Apabila melihat seloko yang menggunakan kata “jerami” maka tidak Serta merta menunjukkan jerami sebagai tanaman padi yang sudah dituai. Tapi menunjukkan hukum adat mengenai Tanah.

Bacaan Lainnya

Seloko seperti “Sesap jerami, tunggul pemarasan” dapat diartikan sebagai Tanah yang kemudian digarap maka telah menjadi haknya. Harus ditanami tuo seperti “karet”.

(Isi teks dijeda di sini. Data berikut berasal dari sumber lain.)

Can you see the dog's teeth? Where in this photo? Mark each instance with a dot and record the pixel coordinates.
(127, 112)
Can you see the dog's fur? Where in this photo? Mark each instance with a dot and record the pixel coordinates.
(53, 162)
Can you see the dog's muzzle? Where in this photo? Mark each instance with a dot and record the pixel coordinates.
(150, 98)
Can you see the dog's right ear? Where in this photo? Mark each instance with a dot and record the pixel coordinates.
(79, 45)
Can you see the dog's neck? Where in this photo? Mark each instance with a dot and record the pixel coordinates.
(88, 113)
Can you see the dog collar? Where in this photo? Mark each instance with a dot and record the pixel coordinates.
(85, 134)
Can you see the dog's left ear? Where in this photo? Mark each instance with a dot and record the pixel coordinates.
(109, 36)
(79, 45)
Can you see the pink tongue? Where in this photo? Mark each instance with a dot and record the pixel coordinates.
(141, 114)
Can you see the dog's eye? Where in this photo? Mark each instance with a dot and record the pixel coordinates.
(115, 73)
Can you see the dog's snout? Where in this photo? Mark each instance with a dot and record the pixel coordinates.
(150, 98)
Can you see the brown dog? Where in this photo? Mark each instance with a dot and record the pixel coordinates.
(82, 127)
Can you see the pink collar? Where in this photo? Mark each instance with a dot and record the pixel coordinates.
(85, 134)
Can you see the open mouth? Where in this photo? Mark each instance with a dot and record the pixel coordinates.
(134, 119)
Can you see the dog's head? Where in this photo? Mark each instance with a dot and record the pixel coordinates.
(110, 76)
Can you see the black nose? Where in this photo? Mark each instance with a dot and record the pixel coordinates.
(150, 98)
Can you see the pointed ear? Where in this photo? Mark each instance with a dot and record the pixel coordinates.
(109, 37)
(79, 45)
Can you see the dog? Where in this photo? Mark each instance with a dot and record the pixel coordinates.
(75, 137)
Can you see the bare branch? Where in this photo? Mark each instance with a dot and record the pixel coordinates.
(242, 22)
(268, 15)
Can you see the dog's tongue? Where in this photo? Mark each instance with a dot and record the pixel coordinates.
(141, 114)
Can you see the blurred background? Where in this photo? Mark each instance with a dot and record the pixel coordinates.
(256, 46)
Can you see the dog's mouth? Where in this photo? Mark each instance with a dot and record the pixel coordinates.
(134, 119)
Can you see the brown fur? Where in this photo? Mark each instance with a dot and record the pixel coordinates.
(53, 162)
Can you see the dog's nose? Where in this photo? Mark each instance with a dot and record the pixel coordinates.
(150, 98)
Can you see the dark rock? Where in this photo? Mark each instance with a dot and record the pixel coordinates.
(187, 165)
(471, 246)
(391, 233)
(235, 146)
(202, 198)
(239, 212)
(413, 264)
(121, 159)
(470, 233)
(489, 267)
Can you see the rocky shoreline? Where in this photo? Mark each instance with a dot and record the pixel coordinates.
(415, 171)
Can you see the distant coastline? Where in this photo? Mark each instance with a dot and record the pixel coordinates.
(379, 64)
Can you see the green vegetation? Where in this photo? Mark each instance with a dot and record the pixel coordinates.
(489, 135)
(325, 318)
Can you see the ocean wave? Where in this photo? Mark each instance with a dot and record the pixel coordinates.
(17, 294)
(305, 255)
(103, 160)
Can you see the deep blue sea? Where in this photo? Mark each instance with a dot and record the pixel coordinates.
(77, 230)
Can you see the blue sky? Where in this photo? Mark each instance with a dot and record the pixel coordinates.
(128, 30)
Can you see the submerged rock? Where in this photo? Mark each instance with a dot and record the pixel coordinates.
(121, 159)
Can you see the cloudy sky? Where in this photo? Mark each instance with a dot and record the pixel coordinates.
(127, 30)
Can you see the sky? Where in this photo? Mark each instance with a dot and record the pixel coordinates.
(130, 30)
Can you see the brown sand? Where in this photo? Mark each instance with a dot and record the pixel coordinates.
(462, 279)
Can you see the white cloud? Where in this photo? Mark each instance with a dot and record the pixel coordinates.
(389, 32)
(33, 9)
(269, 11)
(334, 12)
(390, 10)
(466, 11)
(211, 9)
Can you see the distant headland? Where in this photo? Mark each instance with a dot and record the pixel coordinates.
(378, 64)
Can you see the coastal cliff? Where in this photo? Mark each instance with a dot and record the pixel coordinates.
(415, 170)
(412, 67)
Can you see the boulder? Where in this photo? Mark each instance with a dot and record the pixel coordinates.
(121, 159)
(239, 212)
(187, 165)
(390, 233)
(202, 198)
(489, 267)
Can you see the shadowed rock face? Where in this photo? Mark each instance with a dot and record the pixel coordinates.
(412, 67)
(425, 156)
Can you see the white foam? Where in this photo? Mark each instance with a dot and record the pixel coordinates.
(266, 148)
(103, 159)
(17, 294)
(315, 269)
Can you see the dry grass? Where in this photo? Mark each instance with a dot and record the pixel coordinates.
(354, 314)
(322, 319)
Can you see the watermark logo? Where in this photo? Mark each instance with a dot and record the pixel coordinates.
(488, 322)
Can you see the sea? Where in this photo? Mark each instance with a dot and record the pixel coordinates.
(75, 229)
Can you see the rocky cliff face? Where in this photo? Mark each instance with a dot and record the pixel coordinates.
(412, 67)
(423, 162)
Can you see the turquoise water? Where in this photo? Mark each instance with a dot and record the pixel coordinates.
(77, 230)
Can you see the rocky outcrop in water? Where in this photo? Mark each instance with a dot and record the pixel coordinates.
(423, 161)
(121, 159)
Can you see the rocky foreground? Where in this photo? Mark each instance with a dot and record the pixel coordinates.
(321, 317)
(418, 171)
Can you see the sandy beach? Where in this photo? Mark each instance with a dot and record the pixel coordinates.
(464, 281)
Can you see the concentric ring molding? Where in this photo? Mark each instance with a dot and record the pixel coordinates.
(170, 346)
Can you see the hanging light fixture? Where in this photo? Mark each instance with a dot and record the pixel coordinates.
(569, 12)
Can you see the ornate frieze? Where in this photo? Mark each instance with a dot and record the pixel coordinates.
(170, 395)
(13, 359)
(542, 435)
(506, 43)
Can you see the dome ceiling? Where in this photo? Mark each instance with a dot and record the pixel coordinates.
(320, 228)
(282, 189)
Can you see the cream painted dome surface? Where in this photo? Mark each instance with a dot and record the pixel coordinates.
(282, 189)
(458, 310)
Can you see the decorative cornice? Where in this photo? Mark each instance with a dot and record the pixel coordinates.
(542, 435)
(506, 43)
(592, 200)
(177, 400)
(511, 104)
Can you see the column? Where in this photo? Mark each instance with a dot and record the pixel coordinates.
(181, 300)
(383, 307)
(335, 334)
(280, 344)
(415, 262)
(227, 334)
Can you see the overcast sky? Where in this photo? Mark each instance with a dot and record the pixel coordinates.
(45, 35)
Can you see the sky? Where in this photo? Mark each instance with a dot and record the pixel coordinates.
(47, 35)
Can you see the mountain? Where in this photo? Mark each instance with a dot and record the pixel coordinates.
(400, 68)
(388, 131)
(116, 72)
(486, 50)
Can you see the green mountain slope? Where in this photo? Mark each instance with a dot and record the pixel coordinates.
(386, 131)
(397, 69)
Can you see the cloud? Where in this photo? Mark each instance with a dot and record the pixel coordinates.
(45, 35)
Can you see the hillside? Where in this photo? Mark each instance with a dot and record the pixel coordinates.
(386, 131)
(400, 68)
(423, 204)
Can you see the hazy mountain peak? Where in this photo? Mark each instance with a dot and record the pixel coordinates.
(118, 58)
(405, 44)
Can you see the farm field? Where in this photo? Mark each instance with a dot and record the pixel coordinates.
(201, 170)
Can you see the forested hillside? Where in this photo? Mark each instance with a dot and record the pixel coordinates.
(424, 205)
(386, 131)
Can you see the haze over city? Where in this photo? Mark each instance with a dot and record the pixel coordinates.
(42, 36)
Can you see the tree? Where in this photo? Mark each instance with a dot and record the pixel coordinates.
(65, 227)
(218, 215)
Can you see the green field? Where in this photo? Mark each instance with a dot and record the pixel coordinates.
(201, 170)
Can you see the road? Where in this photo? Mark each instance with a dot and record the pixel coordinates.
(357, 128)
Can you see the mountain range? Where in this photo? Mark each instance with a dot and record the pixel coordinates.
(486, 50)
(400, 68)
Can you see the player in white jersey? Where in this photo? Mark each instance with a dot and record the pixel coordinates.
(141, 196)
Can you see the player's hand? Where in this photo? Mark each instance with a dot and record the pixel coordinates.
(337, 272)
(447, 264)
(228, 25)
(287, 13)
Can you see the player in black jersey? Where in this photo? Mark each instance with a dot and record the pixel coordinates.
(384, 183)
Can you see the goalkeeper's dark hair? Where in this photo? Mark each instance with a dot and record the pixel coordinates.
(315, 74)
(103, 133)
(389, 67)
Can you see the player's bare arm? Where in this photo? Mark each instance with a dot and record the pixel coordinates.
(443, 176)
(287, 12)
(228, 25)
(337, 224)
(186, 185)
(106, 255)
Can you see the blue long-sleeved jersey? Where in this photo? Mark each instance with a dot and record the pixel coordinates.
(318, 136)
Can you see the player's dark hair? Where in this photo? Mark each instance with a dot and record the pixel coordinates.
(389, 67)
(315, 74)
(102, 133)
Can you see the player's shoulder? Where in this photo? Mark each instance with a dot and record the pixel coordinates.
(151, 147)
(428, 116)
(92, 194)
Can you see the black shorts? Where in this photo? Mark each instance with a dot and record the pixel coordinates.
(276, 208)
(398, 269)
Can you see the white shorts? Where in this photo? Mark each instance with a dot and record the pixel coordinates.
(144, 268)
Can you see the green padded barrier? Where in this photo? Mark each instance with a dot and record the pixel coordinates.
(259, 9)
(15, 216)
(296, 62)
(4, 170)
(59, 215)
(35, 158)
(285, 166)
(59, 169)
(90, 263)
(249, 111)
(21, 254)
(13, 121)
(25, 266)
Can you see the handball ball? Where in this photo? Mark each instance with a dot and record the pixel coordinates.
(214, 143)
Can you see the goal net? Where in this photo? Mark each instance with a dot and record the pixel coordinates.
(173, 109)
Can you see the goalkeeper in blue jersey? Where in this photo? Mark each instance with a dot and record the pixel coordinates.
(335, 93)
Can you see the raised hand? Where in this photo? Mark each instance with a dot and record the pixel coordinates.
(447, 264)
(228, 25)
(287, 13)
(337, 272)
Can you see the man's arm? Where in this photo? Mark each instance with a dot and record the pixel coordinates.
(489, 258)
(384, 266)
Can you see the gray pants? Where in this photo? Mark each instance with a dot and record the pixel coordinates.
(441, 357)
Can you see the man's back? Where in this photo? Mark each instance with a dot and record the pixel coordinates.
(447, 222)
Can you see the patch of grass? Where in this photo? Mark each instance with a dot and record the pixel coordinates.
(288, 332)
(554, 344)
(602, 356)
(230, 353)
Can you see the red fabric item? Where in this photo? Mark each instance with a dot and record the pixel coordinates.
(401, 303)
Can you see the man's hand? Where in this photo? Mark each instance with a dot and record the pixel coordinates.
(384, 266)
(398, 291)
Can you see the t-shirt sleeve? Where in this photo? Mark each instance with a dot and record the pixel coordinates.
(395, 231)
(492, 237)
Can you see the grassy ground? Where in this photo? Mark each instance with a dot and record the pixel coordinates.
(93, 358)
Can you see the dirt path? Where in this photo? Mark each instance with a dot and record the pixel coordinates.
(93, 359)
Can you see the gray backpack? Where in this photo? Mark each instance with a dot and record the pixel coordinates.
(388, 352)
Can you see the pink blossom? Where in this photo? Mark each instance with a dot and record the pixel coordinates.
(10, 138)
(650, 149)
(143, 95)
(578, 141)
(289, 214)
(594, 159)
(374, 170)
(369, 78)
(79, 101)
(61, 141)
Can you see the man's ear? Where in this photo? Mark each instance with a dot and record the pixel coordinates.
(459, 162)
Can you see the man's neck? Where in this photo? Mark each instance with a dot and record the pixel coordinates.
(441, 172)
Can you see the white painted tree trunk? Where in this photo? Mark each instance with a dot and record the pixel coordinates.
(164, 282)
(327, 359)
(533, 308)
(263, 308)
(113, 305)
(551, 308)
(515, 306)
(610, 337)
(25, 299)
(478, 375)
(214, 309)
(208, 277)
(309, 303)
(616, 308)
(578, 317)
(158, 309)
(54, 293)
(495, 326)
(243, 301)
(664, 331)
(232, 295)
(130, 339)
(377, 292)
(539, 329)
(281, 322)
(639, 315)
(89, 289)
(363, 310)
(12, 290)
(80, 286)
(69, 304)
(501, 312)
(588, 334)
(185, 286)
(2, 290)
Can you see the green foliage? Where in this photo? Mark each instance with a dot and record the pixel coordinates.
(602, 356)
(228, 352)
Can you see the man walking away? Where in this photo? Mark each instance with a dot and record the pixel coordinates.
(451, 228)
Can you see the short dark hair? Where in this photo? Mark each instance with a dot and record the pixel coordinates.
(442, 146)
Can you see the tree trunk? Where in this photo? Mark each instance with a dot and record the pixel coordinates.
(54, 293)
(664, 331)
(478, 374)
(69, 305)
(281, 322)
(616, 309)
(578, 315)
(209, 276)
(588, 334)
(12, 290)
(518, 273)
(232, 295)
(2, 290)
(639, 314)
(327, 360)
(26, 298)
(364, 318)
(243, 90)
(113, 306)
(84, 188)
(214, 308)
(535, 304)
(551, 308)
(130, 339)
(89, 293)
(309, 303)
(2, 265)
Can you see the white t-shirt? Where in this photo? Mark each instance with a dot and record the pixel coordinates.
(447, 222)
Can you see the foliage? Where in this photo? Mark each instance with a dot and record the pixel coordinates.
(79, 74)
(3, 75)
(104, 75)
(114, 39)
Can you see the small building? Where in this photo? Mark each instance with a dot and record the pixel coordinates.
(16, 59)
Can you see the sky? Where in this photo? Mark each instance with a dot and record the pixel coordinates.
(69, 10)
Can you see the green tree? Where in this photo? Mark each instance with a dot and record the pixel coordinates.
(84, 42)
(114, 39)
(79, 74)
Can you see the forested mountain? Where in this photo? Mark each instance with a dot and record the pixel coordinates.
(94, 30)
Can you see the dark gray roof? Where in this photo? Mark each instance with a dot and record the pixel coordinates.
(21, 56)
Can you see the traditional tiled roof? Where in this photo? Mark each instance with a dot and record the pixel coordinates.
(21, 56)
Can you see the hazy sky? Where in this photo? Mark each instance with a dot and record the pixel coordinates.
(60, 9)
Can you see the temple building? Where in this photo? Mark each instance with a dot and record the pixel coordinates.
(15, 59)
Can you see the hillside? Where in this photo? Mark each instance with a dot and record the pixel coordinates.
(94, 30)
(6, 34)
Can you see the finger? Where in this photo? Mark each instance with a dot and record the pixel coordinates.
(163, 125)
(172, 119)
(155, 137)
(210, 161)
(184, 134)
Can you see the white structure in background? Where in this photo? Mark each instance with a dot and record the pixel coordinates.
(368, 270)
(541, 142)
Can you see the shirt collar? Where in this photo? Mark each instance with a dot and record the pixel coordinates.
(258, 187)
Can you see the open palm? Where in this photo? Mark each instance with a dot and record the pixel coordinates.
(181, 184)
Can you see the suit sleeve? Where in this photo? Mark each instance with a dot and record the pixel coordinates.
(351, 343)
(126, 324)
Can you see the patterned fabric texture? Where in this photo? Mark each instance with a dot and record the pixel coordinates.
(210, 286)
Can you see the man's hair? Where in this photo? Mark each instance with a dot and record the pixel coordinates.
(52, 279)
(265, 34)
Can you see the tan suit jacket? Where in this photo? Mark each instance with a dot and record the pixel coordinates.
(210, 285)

Sedangkan apabila Sesap jerami, Tunggul Pemarasan. Tanah yang kemudian tidak digarap, maka yang membuka tanah, tidak mempunyai hak lagi.

Seloko seperti “sesap rendah jerami tinggi” dipadankan dengan seloko seperti  sesap rendah tunggul pemarasan”. Makna ini kemudian dapat dipadankan dengan istilah “perimbun atau “Mati tanah. Buat tanaman”.

Berbagai seloko yang menggunakan kata “jerami” seperti “Sesap jerami, tunggul pemarasan”, “sesap rendah. jerami tinggi”, “sesap jerami, tanaman tunggul”, “sesap rendah. jerami tinggi” atau “Sosok jerami, tunggul pamareh” dapat dipadankan seperti seloko seperti “Empang krenggo”, “mengepang”, ”Belukar tuo” atau “belukar Lasa”, “sesap rendah jerami tinggi” atau “sesap rendah tunggul pemarasan”, “perimbun”, “Mati tanah.

Buat tanaman” dan “Larangan krenggo” adalah Seloko yang menunjukkan tanah yang telah dibuka maka harus ditanami paling lama 3 tahun. Dan kemudian harus dirawat.

Seloko empang krenggo”, “mengepang”, ”Belukar tuo” atau “belukar Lasa”, “sesap rendah jerami tinggi” atau “sesap rendah tunggul pemarasan”, “perimbun”, “Mati tanah. Buat tanaman” dan “Larangan krenggo” menunjukkan pemilik tanah tidak merawat tanahnya. Istilah “Belukar tuo” atau “belukar Lasa”, atau sudah menunjukkan “jerami tinggi” sudah lama tidak dirawat.

Dengan demikian maka “empang krenggo”, “mengepang”, ”Belukar tuo” atau “belukar Lasa”, “sesap rendah jerami tinggi” atau “sesap rendah tunggul pemarasan”, “perimbun”, “Mati tanah. Buat tanaman” dan “Larangan krenggo” adalah tanah terlantar.

Dengan demikian maka “empang krenggo”, “mengepang”, ”Belukar tuo” atau “belukar Lasa”, “sesap rendah jerami tinggi” atau “sesap rendah tunggul pemarasan”, “perimbun”, “Mati tanah. Buat tanaman” dan “Larangan krenggo” adalah tanah terlantar.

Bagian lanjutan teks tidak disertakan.